Storing data is the first function Hadoop offers, as Forrester analyst Mike Gualtieri explains: ‘Hadoop lets you store files that are bigger than what can be stored on one particular node or server. So you can store very, very large files. It also lets you store many, many files.’
It allows a business to store data that was previously too expensive to keep. MapReduce is the second function of Hadoop, and processes the data or provides a framework to process the data. It is here where Hadoop excels.
Moving data over a network can be painfully slow. MapReduce, operating within Hadoop, provides the solution to this painstaking process by moving the processing software to the data – it operates from the inside.
In terms of how Hadoop works technically, Apache Software Foundation describes it as a framework that is designed to scale up from single servers to thousands of machines, each offering local computation and storage.
Rather than relying on hardware to deliver high availability, the library itself is designed to detect and handle failures at the application layer, thereby delivering a highly available service on top of a cluster of computers, each of which may be prone to failures.
Again, this is not the most romantic or coherent – for those with a non-scientific background – description.

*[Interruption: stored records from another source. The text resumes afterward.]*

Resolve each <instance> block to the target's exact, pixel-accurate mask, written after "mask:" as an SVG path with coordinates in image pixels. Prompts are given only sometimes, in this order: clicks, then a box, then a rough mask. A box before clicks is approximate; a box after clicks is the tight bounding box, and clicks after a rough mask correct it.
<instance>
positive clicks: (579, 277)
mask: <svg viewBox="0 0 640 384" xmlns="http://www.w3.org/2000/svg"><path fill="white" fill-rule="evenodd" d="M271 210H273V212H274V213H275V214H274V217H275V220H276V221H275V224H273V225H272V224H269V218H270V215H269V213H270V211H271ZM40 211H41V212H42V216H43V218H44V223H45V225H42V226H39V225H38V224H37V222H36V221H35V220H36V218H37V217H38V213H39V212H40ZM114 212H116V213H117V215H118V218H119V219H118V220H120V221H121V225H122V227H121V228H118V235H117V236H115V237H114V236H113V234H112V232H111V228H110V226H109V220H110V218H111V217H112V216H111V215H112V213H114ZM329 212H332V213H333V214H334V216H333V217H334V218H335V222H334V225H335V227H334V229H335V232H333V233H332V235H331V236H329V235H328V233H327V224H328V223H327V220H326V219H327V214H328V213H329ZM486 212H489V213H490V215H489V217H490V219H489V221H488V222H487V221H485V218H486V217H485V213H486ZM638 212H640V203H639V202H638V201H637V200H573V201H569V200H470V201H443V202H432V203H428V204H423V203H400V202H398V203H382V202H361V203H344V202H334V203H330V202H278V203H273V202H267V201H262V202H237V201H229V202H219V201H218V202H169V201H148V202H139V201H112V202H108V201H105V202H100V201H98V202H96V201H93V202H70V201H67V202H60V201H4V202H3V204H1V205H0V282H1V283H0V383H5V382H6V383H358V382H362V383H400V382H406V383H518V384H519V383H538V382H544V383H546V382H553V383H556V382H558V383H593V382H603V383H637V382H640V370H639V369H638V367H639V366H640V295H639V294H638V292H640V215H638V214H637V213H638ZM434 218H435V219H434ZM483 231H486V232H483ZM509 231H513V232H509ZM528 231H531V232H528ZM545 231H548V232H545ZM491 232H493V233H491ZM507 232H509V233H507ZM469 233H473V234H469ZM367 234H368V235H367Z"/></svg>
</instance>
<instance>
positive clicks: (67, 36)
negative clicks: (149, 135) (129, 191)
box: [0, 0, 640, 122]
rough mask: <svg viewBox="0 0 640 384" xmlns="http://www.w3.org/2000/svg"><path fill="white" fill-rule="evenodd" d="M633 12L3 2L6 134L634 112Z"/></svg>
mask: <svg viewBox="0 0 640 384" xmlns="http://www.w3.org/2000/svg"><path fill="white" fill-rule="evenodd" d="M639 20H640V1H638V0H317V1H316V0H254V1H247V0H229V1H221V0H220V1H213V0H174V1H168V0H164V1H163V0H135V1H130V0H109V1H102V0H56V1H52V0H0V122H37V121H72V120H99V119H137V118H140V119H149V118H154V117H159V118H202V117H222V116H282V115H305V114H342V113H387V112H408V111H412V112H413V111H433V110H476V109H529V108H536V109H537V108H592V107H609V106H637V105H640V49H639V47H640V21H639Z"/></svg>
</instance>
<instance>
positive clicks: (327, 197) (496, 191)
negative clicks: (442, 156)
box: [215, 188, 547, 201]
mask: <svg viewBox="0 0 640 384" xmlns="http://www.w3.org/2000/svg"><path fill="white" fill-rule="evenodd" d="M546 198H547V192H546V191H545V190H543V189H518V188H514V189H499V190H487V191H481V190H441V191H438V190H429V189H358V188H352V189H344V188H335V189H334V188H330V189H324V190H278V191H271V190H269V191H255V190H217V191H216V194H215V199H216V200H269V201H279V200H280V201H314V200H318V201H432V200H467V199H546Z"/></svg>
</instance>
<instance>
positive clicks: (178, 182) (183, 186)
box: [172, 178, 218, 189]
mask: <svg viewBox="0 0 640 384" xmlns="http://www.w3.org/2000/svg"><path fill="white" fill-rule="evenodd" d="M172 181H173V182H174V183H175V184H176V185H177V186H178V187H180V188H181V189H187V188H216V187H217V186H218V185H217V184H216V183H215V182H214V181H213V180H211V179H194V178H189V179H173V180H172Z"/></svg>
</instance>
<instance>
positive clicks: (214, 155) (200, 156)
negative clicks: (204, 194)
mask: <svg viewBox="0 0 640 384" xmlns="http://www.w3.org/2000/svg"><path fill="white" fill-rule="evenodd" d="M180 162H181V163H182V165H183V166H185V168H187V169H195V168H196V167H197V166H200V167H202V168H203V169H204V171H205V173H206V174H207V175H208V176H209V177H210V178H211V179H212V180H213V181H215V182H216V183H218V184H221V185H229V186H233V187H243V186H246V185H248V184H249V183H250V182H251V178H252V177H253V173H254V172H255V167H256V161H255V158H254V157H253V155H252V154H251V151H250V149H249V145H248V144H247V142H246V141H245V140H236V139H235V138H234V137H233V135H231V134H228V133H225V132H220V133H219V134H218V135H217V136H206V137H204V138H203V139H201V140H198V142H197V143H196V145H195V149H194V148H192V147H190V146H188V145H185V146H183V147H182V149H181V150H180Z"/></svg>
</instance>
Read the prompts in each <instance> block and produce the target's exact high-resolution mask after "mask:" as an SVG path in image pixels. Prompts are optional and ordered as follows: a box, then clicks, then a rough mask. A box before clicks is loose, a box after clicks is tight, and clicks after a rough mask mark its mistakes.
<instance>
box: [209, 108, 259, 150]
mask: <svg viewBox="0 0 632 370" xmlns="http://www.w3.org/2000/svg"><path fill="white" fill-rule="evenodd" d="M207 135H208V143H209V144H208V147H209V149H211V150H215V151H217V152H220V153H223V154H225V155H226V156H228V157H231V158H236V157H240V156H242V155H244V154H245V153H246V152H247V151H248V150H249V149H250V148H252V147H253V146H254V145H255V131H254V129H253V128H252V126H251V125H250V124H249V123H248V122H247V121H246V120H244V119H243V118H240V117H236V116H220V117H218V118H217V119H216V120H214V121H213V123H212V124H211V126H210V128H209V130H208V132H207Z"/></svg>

What is important, some would suggest, is not how it works, but what benefits it creates for businesses seeking to tap into big data.
Gaining the advantage
So, how important is tapping into the proverbial big data gold mine for businesses?
‘Imperative, if you will,’ Jules Damji, spark community evangelist at Databricks , told Information Age.
‘Data is everywhere, and it’s growing in velocity, volume and variety, in all sectors of business and in all industry verticals. Big data is the new competitive advantage, just as automation in manufacturing enables production at scale or just as IT innovation enables productivity at scale.